The SCO Group got bad news last week.  Not an unusual event but I wish the need for such events would finally go away for good.

 

I've now been writing about The SCO Group for five years - - how time does fly when you have someone to despise.  In my first column about The SCO Group's decision go into the lawsuit business rather than having to do all the hard work of making a product that someone might want to buy I thought that someone would just buy the slime off.  (Slime for sale - http://www.sobco.com/nww/2003/bradner-2003-05-26.html)  I was wrong - I guess there is some truth to the punch line of the old joke "there are just some things a lawyer won't do."  I guess that IBM's lawyers could not stomach the idea of rewarding such repulsive behavior. 

 

Just to be clear, it is not inherently repulsive to sue if your intellectual property has been infringed upon - there are perfectly legitimate cases where someone in business finds out that someone else is using technology that they have patents or copyrights on.  Things get uglier when the group suing is not trying to do anything with the technology other than sue.  But what The SCO Group tried to do is indeed repulsive - not the suing IBM for lots of money part but the attempt to wipe out open source software for a buck part.  Claiming that anyone using Linux was violating SCO copyright and not telling anyone what the violations were so they could be corrected (if indeed there were any - in the end SCO puked up a hairball of accusations that would not choke a mouse) -- that was repulsive.

 

The latest news was generally predictable from the last court decision that gave The SCO Group the bad news (for them anyway) that the basic underpinning of their suit against IBM (and charge against Linux) was faulty - they did not happen to own the copyrights they were suing over.  (SCO Group: Mini-Me trying to be Darth Vader - http://www.networkworld.com/columnists/2007/081407-bradner.html)  The same judge has now ruled that The SCO Group owes Novell $2.5 million for some software licenses.

 

The SCO Group is already in bankruptcy but their leadership (if thatŐs the right concept) is still dreaming of somehow reaping the big bucks though the court system  (See Groklaw's detailed and careful coverage of this sordid tail for much more information - http://www.groklaw.net - go, pj go)  Maybe it is those dreams of undeserved, and now unlikely, riches that keeps them going but I sure wish they  would just finish fading away.

 

When I read Groklaw's report on the latest court decision a bit of a scene from the movie A Touch of Evil came to mind.  If you have not seen it, A Touch of Evil (http://www.filmsite.org/touc.html ) is perhaps the best film noir crime movie (assuming you see the 1998 recut version).  There is also a very good song by country singer Tom Russell with the same name and theme.

 

Yes, the movie title is more than a bit appropriate for The SCO Group but it was the scene that came to mind. In the scene Orson Wells walks into a whorehouse and asks Marlene Dietrich to read his future

 

              Wells: Read my future for me.
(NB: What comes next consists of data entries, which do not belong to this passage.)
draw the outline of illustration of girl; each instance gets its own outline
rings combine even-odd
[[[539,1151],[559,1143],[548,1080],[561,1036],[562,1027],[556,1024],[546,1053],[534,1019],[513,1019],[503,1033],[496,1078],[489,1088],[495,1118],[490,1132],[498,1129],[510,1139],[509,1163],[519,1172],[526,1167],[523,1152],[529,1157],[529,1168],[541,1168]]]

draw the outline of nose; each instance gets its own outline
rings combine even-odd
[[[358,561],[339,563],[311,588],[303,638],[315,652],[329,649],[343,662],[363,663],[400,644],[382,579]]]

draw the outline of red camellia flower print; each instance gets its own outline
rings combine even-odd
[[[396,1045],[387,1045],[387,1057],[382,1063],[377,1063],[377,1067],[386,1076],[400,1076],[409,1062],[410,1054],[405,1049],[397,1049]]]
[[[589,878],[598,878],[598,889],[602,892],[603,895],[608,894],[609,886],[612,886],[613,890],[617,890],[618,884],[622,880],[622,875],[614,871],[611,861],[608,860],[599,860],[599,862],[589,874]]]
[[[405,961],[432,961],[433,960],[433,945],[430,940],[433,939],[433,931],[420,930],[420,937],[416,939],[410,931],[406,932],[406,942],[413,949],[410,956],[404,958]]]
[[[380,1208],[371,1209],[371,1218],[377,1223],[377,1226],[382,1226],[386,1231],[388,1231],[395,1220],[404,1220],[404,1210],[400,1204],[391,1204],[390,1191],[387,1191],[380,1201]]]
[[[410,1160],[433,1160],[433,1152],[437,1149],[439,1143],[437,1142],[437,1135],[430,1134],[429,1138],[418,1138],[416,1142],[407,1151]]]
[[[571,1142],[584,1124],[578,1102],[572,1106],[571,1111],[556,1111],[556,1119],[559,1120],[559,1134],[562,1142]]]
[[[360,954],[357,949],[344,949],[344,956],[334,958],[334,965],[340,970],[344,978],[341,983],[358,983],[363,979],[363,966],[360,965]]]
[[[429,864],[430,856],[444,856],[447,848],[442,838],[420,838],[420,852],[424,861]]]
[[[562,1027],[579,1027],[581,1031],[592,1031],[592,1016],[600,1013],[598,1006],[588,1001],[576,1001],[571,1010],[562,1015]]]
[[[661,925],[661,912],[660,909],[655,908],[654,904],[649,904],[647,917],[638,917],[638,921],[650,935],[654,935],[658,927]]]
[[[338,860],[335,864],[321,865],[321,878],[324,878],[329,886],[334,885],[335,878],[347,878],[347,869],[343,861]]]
              Dietrich: You haven't got any.

              Wells: Hmm? What do you mean?

              Dietrich: Your future's all used up.

 

The SCO Group's future is all used up - when will they finally realize this and stop being a news topic?

 

disclaimer: Considering Harvard's past, there is a lot of future in the University still, but the university has not commented on The SCO Group or the movie so the above review and wish are mine.